Over its 192 pages, the newly updated report takes an in-depth look at the costs of waging a worldwide war on drugs, and the possible alternatives to this punitive approach, including decriminalisation and legal regulation. Its key findings are as damning an indictment of the prohibitionary method as you are likely to see, and include the following. That the war on drugs:
• has created an illegal market worth $320 billion a year, serving a customer base of 250 million;
• has wasted billions of dollars, which could be better spent elsewhere;
• undermines peace and security in 1 in 3 UN member states;
• undermines development where drugs are produced and trafficked;
• undermines human rights through law enforcement;
• threatens public health, spreading disease and death;
• harms, rather than protects, children and young people;
• destroys the environment; and
• promotes stigma and discrimination.
The report doesn’t just stop at pointing out the harms though. It recognises that the UN Office on Drugs and Crime has acknowledged these terrible consequences of the drug war but shrugged them off as merely “unintended consequences”, or little more than collateral damage which in their eyes is necessary on the path to a drug free world. Crucially. the Count The Costs report demonstrates with stunning clarity the extent to which alternatives punitive drug policy are producing far better outcomes for everyone involved.
A Count the Costs spokesperson said:
“It is a tragic irony that the institution founded after the Second World War to uphold global peace, has waged an unwinnable drug war for over half a century. In doing so it is fatally undermining peace and security, development, and human rights – the “three pillars” of the UN, and its raison d’être. In effect, the UN drug control system has become a war machine, and in the process the UN effectively violates its own founding charter based upon maintaining world peace.

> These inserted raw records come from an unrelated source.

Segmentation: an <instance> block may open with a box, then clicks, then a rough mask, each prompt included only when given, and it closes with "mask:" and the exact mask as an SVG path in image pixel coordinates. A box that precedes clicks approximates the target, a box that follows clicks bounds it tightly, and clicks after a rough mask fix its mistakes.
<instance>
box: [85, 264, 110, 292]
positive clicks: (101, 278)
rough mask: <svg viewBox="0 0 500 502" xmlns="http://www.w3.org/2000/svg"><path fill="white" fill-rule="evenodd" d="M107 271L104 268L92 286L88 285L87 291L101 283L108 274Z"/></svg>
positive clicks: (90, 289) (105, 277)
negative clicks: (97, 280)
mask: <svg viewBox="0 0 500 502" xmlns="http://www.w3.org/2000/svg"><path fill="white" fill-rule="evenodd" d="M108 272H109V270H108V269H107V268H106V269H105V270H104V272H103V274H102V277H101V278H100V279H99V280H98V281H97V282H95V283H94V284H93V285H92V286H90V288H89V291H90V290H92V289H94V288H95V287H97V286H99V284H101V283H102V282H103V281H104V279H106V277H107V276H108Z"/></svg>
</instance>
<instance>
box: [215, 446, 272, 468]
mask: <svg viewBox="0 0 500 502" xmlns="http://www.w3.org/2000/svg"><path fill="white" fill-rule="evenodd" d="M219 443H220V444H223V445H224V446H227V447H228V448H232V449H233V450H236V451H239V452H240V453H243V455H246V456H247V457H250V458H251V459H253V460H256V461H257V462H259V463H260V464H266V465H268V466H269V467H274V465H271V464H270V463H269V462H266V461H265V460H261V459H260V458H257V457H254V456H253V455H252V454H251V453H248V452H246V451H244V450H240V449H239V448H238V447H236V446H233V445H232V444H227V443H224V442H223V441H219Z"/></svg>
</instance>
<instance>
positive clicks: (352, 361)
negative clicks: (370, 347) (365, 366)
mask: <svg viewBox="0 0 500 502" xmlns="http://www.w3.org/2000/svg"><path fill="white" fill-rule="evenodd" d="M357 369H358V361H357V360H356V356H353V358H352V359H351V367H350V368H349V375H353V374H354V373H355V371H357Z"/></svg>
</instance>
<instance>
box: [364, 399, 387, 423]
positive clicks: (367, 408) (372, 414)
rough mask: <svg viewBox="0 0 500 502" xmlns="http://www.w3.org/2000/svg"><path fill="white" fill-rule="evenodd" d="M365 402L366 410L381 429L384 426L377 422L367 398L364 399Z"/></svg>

“Our updated report shows that the UN drug control system has created a money making opportunity for criminals so vast that drug cartels have become a threat to global security. And the militarised drug war response to this problem has only made matters worse. As an organisation pledged to promote peace, its member states must end the UN’s longstanding global drug war and explore the alternatives.”
Overall, there is little in these reports that can truly be considered groundbreaking or new. The conclusions drawn have been made and argued about for years, but the release of these two reports now, as we enter the final stages of preparations for UNGASS 2016, can be seen as part of a concerted effort by international NGOs and civil society to make sure that the issues highlighted are not swept under the carpet. UNGASS could be a once in a lifetime chance to reform drug policy for the better, and you can be sure that world leaders will not be permitted to rest on their laurels, regardless of the outcome.